MOUNT VERNON — In the continuing dispute between John Freshwater and the Mount Vernon City Schools Board of Education, Freshwater’s attorney R. Kelly Hamilton filed a petition with the Knox County Common Pleas Court asking that certain individuals be compelled to submit documents and testify in Freshwater’s contract termination hearing.
On July 7, Judge Otho Eyster denied the petition based on a section of the Ohio Revised Code which “limits the court’s jurisdiction to compelling attendance at a hearing when a person fails to comply with a subpoena.”
In public record documents obtained by the News, Eyster’s ruling concluded, “In this case, the Board has quashed the subpoenas effectively divesting this Court of jurisdiction in the matter and ... the petition is denied.”
As background information, the school board did issue subpoenas to certain members. Those board members did not refuse to comply with a subpoena, they went through a procedure to have the subpoena quashed.
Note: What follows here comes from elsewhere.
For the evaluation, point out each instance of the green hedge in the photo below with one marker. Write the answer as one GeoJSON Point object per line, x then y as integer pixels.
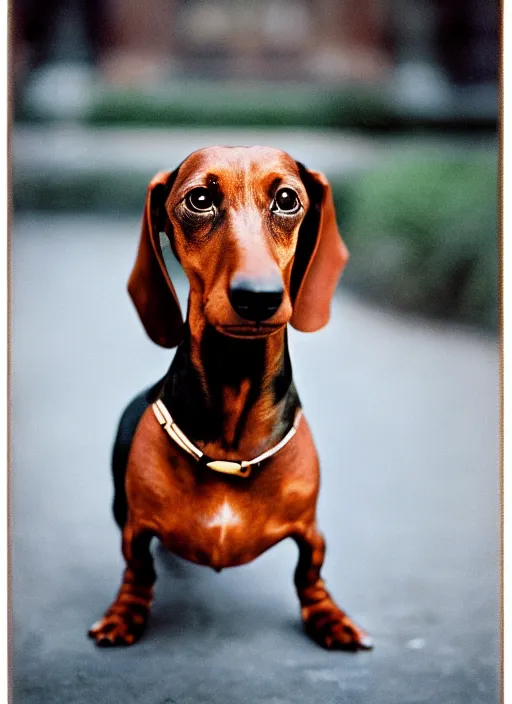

They asked the board to quash the subpoenas because they did not have direct knowledge concerning the allegations about Freshwater. Any testimony they could give would, basically, be inadmissible hearsay and irrelevant to the hearing. Based on the individuals’ lack of first-hand knowledge of Freshwater’s conduct in the classroom — they did not witness any of the acts leading to the termination hearing nor did they participate in the investigation into Freshwater’s conduct — the board quashed the subpoenas. That means those board members were under no legal obligation to attend the hearing.
Eyster spoke with the News on Thursday to clarify and interpret the legal terminology in his decision. First, he explained, to quash a subpoena means it’s as if it never existed.
Because the subpoenas were quashed, Eyster said, there were no subpoenas in place for him to enforce. He didn’t rule on whether or not the board acted improperly in quashing the subpoenas; he basically said he couldn’t order someone to attend the hearing if there was nothing in place to compel their attendance.
Since the matter is an administrative hearing, the judge said, the board has the legal authority to issue and quash subpoenas. He added that he has no grounds under law to overturn the board’s decision to invalidate the subpoenas in this case.
The way the law is structured, Freshwater has the right to appeal whatever decision the board makes regarding his contract termination. If Freshwater does appeal to the court of common pleas at that time, the judge may or may not require additional testimony not presented during the administrative hearing.